4. Quotation and Purchase Orders
4.1 A Quotation is an offer valid for 30 days, or such other period as stated in the Quotation.
4.2 Where the Buyer has a credit account with the Seller, Purchase Orders are subject to approval by the Seller’s credit department. The Seller may at any time alter or suspend credit, refuse shipment or cancel unfilled Purchase Orders, when in the Seller’s reasonable opinion, the Buyer is not creditworthy. In all other cases, Purchase Orders will be effective subject to the approval of an authorised representative of the Seller.
4.3 Changes to or cancellations of Purchase Orders will not be effective unless accepted in writing by the Seller.
4.4 If the Buyer varies or cancels a Purchase Order, the Buyer must pay all reasonable costs incurred by the Seller as a result of the variation or cancellation of the Purchase Order (including, but not limited to, the costs of materials reasonably ordered up to the date of notice of variation or cancellation).
5. Performance of Services
5.1 The Seller will provide the Services to the Buyer in accordance with this Agreement and with due care and skill.
5.2 The Buyer will provide such assistance and information to the Seller as reasonably required by the Seller from time to time to assist in the provision of the Services.
5.3 If the Seller fails to provide any Services, such as installation or training, on any estimated date, the Seller will provide the Services within a reasonable time.

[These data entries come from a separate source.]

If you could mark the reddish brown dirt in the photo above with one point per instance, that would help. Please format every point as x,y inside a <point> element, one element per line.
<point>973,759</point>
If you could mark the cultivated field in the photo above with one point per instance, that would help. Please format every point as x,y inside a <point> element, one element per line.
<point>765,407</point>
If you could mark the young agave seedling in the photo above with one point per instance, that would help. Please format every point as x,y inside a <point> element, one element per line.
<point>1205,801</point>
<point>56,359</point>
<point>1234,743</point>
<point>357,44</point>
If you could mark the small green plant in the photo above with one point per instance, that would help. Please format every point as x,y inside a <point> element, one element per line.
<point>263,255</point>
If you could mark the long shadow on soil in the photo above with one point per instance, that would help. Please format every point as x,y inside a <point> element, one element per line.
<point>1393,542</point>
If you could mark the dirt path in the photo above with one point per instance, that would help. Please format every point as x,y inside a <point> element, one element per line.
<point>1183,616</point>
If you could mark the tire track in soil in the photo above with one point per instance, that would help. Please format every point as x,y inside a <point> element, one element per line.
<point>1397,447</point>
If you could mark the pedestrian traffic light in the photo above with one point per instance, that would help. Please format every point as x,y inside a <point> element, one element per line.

5.4 Where the Seller is to provide Services or any part of it at Buyer’s premises, the Buyer must:
(a) provide proper and safe access to and at the place where the Services are to be provided;
(b) ensure the premises are clean, safe and properly prepared for the provision of Services; and
(c) comply with any occupational, health and safety laws and regulations.

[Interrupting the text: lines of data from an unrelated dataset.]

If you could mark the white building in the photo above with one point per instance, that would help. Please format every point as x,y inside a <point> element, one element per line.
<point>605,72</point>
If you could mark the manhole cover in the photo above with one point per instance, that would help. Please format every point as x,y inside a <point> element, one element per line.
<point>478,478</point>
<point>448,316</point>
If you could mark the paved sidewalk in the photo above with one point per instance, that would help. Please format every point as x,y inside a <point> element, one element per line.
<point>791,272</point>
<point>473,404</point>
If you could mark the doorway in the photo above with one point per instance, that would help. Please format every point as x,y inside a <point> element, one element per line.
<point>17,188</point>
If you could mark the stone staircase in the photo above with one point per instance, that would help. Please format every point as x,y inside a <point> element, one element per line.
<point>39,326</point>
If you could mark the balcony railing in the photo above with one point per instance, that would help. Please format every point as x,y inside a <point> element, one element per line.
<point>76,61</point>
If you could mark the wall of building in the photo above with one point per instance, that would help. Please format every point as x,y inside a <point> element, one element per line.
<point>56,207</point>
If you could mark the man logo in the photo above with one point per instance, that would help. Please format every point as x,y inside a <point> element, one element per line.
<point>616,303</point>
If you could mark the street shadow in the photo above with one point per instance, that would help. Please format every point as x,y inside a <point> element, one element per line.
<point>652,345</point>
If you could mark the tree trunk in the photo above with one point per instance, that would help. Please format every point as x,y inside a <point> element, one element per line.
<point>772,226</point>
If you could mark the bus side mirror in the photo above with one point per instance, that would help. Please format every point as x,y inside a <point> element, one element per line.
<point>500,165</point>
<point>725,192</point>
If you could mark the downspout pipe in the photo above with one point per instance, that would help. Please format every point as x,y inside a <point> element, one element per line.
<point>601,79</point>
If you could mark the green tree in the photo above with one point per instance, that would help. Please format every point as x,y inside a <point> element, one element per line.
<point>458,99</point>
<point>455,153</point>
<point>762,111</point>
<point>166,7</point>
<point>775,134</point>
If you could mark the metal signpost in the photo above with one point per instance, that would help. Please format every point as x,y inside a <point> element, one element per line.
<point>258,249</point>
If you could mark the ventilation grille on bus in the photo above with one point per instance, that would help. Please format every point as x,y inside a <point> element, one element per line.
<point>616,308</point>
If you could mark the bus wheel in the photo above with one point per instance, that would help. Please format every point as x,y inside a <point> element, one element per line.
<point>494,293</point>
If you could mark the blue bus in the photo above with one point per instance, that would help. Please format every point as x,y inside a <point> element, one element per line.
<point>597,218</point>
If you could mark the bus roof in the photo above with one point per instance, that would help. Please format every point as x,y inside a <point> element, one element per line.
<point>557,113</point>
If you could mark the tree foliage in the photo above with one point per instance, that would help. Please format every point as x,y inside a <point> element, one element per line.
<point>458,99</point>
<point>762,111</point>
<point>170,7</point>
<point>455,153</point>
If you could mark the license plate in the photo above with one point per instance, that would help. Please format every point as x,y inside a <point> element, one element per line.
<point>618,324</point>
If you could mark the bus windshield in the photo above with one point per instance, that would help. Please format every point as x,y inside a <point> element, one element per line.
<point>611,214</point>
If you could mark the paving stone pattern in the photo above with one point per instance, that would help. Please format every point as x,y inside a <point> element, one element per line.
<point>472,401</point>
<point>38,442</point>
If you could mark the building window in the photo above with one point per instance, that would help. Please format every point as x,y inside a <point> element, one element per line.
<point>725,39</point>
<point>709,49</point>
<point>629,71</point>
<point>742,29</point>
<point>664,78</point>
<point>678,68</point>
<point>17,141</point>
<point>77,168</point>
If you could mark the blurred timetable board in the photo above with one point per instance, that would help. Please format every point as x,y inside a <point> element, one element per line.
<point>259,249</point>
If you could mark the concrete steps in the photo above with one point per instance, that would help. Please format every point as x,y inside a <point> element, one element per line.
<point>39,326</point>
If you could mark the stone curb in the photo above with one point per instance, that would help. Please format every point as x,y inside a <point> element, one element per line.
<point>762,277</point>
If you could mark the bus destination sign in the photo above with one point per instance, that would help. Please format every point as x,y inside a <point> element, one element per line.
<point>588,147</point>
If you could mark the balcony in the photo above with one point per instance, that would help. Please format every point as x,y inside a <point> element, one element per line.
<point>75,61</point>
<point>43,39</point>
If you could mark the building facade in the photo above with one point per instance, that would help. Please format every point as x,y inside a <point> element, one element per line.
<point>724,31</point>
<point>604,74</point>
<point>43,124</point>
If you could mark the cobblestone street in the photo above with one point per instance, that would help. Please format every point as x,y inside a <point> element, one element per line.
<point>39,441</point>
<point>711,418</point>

5.5 The Seller may decide to suspend or not to provide the Services at any time if the conditions are, in the Seller’s opinion, not work safe.
5.6 While on the other Party’s premises, a Party must comply, and require its Personnel to comply, with the other Party’s policies, procedures and other site instructions.
5.7 The Buyer indemnifies the Seller against any Loss caused to the Seller and its Personnel, or its equipment, within the Buyer’s premises, except to the extent where the Loss was caused or contributed to by a negligent or wilful act or omission of the Seller or its Personnel.
6. Goods and Specifications
6.1 It is the responsibility of the Buyer to determine whether the Goods are consistent with and suitable for their intended purpose and use, in accordance with clause 6.
6.2 WITHOUT LIMITING THE GENERALITY OF CLAUSE 6.1, THE GOODS MUST NOT BE USED IN ANY APPLICATION RELATING TO AN AIRCRAFT OR ANY APPARATUS CONNECTED TO AN AIRCRAFT.
6.3 Although the Seller takes all reasonable steps to ensure that descriptions, specifications, drawings and other information regarding the Goods in catalogues and other promotional materials are correct and accurate, that information does not constitute representations or warranties by the Seller, or terms or conditions of or in respect of the Goods, and the Seller is not liable for any error therein.
6.4 Where the Seller manufactures or orders the manufacture of any Goods ordered by the Buyer in accordance with any Specifications or with any Seller Materials, the manufacture of such Goods shall be at the Buyer’s cost.
6.5 The Seller will not accept responsibility or liability (including to a third party) for any performance, accuracy or reliability of:
(a) the Specifications;
(b) any Goods manufactured in accordance with such Specifications; or
(c) the Seller Materials where they have been amended and/or reviewed and approved by the Buyer.
6.6 The Buyer shall indemnify and hold the Seller and its Personnel harmless against any Loss, suffered by the Seller, resulting from the infringement of any Intellectual Property Rights of a third party arising from the Seller’s use of the Buyer Materials, the Buyer’s Intellectual Property and/or the Specifications.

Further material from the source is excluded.